The relevant term is „energy intensity“, measuring how much energy is needed per unit of GDP. It has been improving for quite a while now, see, for example https://www.aceee.org/blog/2015/12/what-energy-intensity-and...
1) That's not a fact
2) That sentence doesn't make any sense grammatically
3) Consumption reduction = lower quality of life & health for poor people (the rich have 0 interest in consumption reduction... do you see the davos crowd turning in their private jets?)
Whereas spending some money to get us all nuclear might be. If not, we will have to spend more to metigate the effects of global warming.
If we really wanted to solve this quickly and efficiently, we could kill all humans.
What happens in these cases is that people look for reasons why the emerging technology is objectively bad, and then throw out arguments and see which ones stick. Electricity usage implies climate change, and that's a popular fear to play on right now. "This thing that's going to kill your career is also why hurricanes are stronger now!" Of course, that is only partially true; maybe AI isn't the problem and driving 60 miles a day in stop-and-go-traffic to go to work is what we really need to crack down on. But, that sort of thing is 70 years old and people are comfortable with it, so there isn't much persuasion left to do; people know it's bad and do it anyway. Meanwhile, climate change was a huge problem before the phrases "Bitcoin" or "deep learning" were ever coined, so it's kind of weird to blame them.
This sort of complaining is also easy. Sure, with more electricity users coming online, we worry about the cost going up.
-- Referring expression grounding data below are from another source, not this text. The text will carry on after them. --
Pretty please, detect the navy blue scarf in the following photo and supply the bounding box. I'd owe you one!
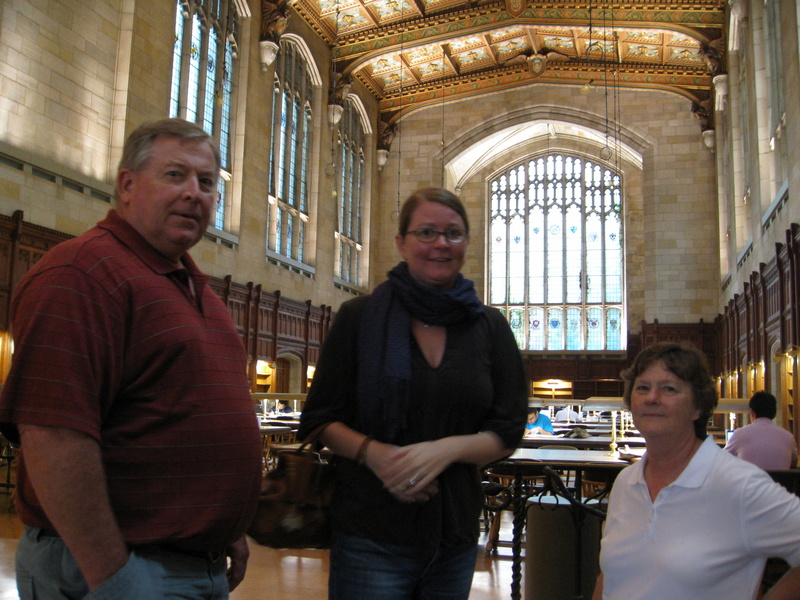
[356,262,484,440]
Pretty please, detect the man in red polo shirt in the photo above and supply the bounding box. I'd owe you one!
[0,119,263,600]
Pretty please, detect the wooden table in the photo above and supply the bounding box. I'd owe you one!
[260,425,294,470]
[489,448,640,600]
[553,421,611,428]
[261,418,300,430]
[553,427,613,435]
[520,435,647,450]
[260,424,292,435]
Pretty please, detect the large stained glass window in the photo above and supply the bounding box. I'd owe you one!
[334,100,365,286]
[169,0,239,231]
[490,153,624,351]
[266,39,312,264]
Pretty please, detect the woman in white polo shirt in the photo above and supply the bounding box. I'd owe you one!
[593,342,800,600]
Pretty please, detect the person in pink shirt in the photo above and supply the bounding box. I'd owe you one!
[725,391,798,470]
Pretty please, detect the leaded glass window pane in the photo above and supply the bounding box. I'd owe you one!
[489,152,625,351]
[566,307,582,350]
[606,308,622,350]
[528,205,544,304]
[170,3,184,118]
[202,27,218,135]
[266,39,312,263]
[333,100,365,285]
[586,307,603,350]
[509,308,525,348]
[490,180,508,304]
[215,178,225,230]
[186,14,202,123]
[548,308,563,350]
[275,206,284,255]
[219,39,234,167]
[168,1,238,233]
[508,214,525,303]
[528,307,545,351]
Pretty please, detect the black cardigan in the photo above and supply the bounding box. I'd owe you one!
[300,295,527,548]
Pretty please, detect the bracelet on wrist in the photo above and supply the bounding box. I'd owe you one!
[356,436,373,465]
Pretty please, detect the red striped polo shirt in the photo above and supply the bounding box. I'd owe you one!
[0,210,262,551]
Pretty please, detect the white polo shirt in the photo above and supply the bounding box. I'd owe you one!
[599,436,800,600]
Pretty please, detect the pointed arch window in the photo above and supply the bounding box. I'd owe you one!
[334,100,365,286]
[489,153,625,351]
[266,39,312,264]
[169,0,239,232]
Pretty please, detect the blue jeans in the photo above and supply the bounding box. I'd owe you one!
[16,527,229,600]
[329,531,478,600]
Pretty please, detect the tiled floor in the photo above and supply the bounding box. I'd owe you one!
[0,492,520,600]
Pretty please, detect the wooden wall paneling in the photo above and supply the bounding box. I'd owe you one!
[776,242,792,352]
[271,290,282,362]
[638,319,718,372]
[248,282,263,371]
[276,296,312,355]
[754,270,765,363]
[728,301,735,372]
[0,225,13,331]
[715,222,800,445]
[791,225,800,348]
[526,356,579,381]
[790,224,800,440]
[523,353,627,400]
[626,331,642,361]
[256,295,277,361]
[0,211,72,331]
[736,292,749,392]
[744,282,754,365]
[761,260,782,393]
[303,302,326,369]
[0,212,69,381]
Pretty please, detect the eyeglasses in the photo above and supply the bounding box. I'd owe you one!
[406,227,467,244]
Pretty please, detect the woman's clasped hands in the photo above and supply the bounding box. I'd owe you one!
[364,440,445,503]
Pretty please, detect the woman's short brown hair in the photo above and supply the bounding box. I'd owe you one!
[621,342,718,439]
[397,188,470,237]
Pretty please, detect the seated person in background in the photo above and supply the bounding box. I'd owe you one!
[725,391,798,470]
[525,408,554,436]
[275,400,294,414]
[554,405,581,422]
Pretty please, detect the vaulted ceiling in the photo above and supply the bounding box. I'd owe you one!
[289,0,727,125]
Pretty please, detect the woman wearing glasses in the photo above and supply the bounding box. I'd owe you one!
[300,188,527,600]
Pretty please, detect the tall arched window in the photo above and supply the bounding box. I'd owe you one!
[334,100,364,286]
[489,153,624,351]
[169,0,239,232]
[267,39,312,265]
[763,0,788,206]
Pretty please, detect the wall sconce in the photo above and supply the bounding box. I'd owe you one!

The cost going up is good for killing energy intensive activities that you don't like; eventually it won't be profitable to mine Bitcoins or train AIs. But the cost going up also affects other industries that we DO like; poorer people heating their homes can't absorb the cost, or industries like aluminum smelting can't absorb the cost. So now we want to distribute resources with some system other than "the highest bidder wins", and you know what that means! Time to involve the government! But the government is terrible at reacting to things like this, and even though regulation is obviously the globally optimal path forward, it moves too slowly to really make a difference. By the time we charge data centers more for electricity, AI will have taken your jobs and the East Coast will be underwater.
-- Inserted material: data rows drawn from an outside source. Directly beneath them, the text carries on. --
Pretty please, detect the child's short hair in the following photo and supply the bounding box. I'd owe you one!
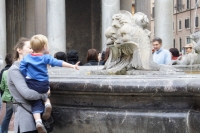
[30,34,48,52]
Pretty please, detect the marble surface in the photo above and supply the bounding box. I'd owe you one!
[49,67,200,133]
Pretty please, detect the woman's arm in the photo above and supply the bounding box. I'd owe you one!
[8,67,48,101]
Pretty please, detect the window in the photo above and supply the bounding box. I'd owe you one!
[152,7,154,18]
[179,38,182,51]
[174,39,176,48]
[176,0,183,12]
[185,18,190,28]
[179,20,182,30]
[187,0,190,9]
[186,36,191,44]
[196,16,199,27]
[196,0,199,6]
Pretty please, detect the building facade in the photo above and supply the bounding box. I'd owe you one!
[151,0,200,52]
[0,0,132,64]
[173,0,200,52]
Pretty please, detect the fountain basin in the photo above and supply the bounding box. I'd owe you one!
[49,67,200,133]
[173,64,200,74]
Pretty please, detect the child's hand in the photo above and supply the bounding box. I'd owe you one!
[47,89,51,97]
[73,61,80,70]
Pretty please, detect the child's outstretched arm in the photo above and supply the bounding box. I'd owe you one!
[46,54,80,69]
[62,61,80,70]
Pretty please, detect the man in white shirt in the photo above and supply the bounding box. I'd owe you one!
[152,37,171,64]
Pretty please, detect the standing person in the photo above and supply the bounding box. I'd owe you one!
[0,54,12,133]
[183,43,194,54]
[169,48,180,60]
[54,52,67,61]
[66,50,82,65]
[99,48,110,65]
[0,54,13,133]
[83,49,99,66]
[0,54,13,96]
[0,54,6,133]
[152,37,171,64]
[7,37,48,133]
[20,34,79,133]
[98,51,105,65]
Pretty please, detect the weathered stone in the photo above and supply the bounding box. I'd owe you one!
[49,68,200,133]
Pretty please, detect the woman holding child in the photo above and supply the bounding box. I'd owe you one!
[8,35,79,133]
[7,37,47,133]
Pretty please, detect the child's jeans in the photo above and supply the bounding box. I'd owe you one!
[26,79,49,114]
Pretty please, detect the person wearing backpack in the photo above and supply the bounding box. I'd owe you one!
[0,53,13,133]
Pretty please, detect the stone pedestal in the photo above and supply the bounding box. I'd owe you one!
[47,0,66,56]
[0,0,6,66]
[48,67,200,133]
[155,0,173,49]
[101,0,120,50]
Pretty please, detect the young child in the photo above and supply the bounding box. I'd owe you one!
[20,34,79,133]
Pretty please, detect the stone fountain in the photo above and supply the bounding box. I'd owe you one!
[48,11,200,133]
[170,31,200,74]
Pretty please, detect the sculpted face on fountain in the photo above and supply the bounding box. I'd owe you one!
[111,13,133,29]
[112,14,122,29]
[119,24,136,44]
[97,10,183,74]
[105,26,117,47]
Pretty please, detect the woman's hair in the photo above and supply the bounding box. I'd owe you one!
[5,53,13,65]
[54,52,67,61]
[30,34,48,53]
[86,49,98,62]
[14,37,30,60]
[169,48,179,57]
[103,48,110,62]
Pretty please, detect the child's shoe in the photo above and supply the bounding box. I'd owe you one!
[36,121,47,133]
[42,104,52,120]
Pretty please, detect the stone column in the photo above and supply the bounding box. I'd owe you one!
[35,0,47,36]
[25,0,35,38]
[120,0,132,13]
[0,0,6,67]
[47,0,66,56]
[102,0,120,50]
[155,0,173,49]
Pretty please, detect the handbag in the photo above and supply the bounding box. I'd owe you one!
[13,102,54,133]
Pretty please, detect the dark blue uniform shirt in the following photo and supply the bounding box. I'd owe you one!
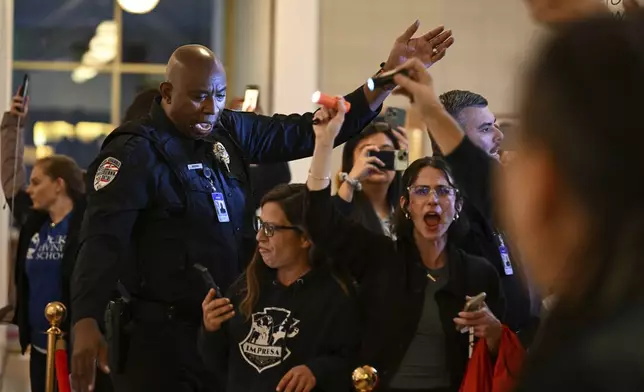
[71,87,378,325]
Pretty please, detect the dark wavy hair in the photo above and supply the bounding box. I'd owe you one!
[393,156,468,241]
[340,122,402,234]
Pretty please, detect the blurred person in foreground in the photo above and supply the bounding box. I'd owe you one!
[391,8,644,390]
[71,21,454,392]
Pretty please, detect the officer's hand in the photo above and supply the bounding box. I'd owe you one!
[202,288,235,332]
[312,97,347,145]
[71,318,109,392]
[276,365,317,392]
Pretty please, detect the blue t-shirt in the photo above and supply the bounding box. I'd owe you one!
[26,214,70,350]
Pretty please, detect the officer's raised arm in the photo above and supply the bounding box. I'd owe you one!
[70,134,155,392]
[224,21,454,164]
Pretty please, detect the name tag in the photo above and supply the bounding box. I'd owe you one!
[212,192,230,223]
[495,232,514,276]
[500,245,514,276]
[187,163,203,170]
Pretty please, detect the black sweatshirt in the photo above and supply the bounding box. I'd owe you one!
[198,267,359,392]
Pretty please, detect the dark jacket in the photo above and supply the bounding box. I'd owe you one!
[444,138,535,336]
[516,304,644,391]
[199,267,359,392]
[71,86,378,327]
[304,186,505,391]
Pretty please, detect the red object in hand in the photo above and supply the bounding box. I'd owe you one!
[311,91,351,112]
[55,340,72,392]
[459,325,525,392]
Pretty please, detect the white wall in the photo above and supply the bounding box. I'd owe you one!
[229,0,273,106]
[260,0,541,183]
[271,0,321,183]
[319,0,539,115]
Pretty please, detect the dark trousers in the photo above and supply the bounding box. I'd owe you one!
[111,320,220,392]
[29,349,46,392]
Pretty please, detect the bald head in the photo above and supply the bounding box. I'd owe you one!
[165,45,224,82]
[160,45,227,139]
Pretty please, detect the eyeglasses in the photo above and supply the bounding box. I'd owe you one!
[407,185,456,199]
[254,217,301,238]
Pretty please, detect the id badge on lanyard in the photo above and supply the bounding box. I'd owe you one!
[495,231,514,276]
[203,167,230,223]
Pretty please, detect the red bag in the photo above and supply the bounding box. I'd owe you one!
[459,325,525,392]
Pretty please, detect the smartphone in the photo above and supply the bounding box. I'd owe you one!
[368,150,409,171]
[384,107,407,129]
[241,85,260,112]
[193,263,223,298]
[463,292,487,312]
[19,74,29,99]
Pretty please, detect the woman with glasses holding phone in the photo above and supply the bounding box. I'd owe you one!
[199,184,359,392]
[304,100,505,392]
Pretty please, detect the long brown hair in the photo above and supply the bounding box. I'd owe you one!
[238,184,349,319]
[35,155,85,201]
[239,184,308,319]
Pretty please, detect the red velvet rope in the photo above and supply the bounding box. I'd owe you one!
[55,340,71,392]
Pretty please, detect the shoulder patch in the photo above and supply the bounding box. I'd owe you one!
[94,157,122,191]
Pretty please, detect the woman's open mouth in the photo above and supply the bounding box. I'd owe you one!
[424,212,441,230]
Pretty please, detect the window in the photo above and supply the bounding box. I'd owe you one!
[13,0,221,168]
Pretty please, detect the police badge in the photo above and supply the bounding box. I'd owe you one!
[213,142,230,172]
[94,157,122,191]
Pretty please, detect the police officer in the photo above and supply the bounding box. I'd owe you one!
[71,22,453,392]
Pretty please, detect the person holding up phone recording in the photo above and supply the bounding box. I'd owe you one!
[334,122,408,238]
[1,85,112,392]
[304,98,504,392]
[199,184,359,392]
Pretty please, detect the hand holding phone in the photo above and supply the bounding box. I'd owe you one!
[9,74,29,117]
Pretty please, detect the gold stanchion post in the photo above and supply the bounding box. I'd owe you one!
[45,302,67,392]
[352,365,378,392]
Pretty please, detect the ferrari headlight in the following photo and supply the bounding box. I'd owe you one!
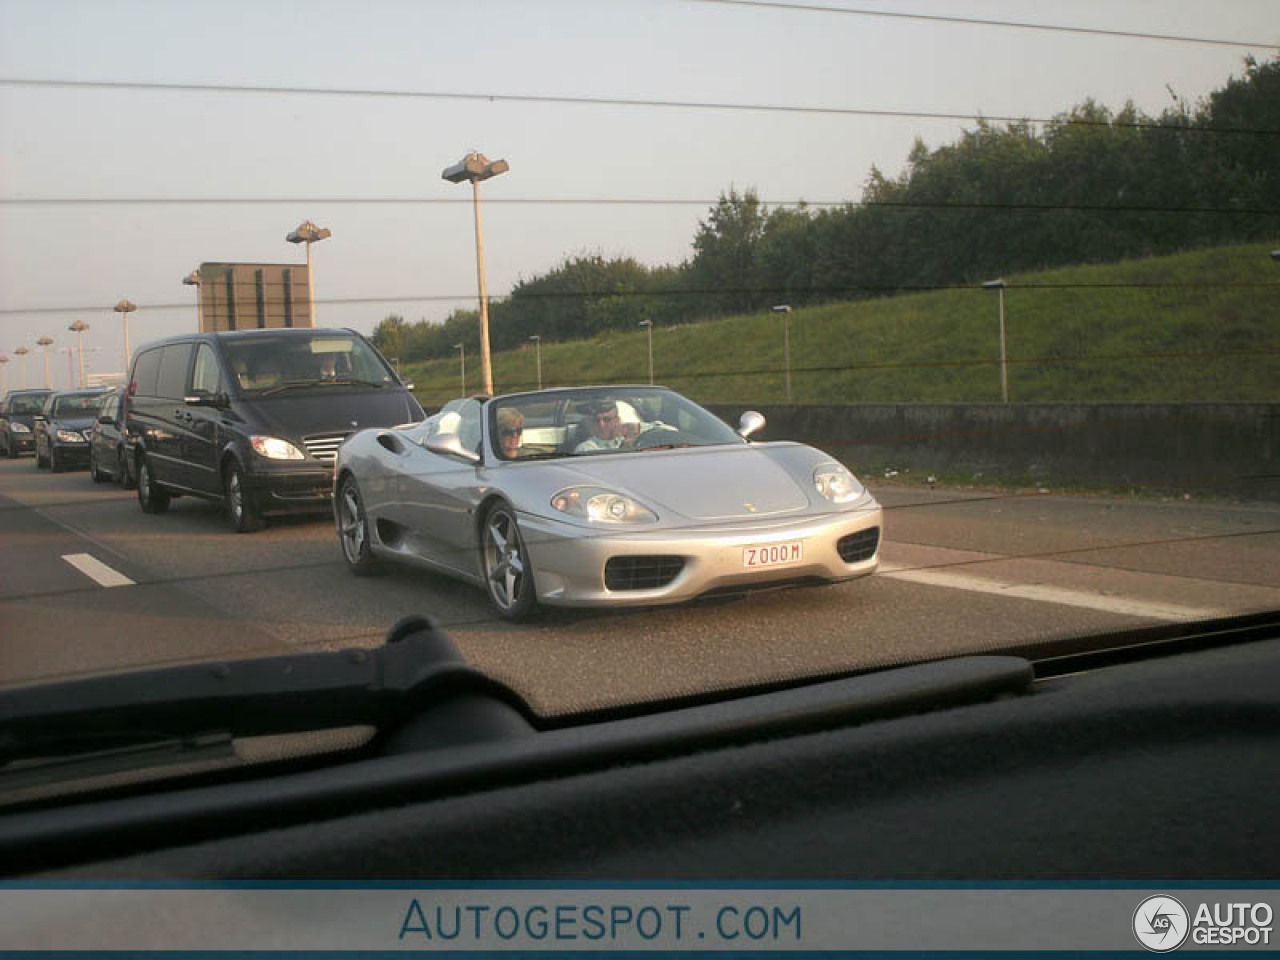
[10,422,31,434]
[813,462,863,503]
[551,486,658,524]
[56,429,87,444]
[250,435,305,460]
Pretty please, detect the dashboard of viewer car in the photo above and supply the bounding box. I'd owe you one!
[1,611,1277,878]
(Meanwhile, many data centers are powered by cheap renewable hydroelectricity anyway and so aren't causing climate change. They can build their AI training data centers near a hydroelectric dam, but people aren't going to move their family so they can get cheaper electricity or spend less energy commuting to work or whatever. I'm not sure where this all leads, but it does feel like appointing a boogeyman to blame instead of actually fixing the problem. This goes back to my opening argument about seeing which argument sticks. If you don't look into things too deeply, you have a nice set of rules that leads to an obvious action. I don't like Bitcoin because the existing system works OK. Bitcoin uses a lot of electricity. Some energy use changes the climate. The changing climate kill us all. So we'd better kill Bitcoin. A simple path from "I don't like it" to "kill it before it kills us". Get out your pitchforks!)
If so, the problem may be somewhat overstated. Training is a dispatchable power load. It can be scheduled for periods of surplus power in regions where surplus power is periodically abundant. Training a ML model could literally follow the sun.
Bauxite has to be shipped to Iceland to take advantage of their abundant geothermal and hydro power for Aluminium smelting. Data moves with much less friction.
The main issue I see is that many of these models are massive. Dozens of gigabytes. You’ll quickly DDOS your validator nodes before getting anything useful.
But now I cant find the source... video encoding mining seems to have gained more traction :/.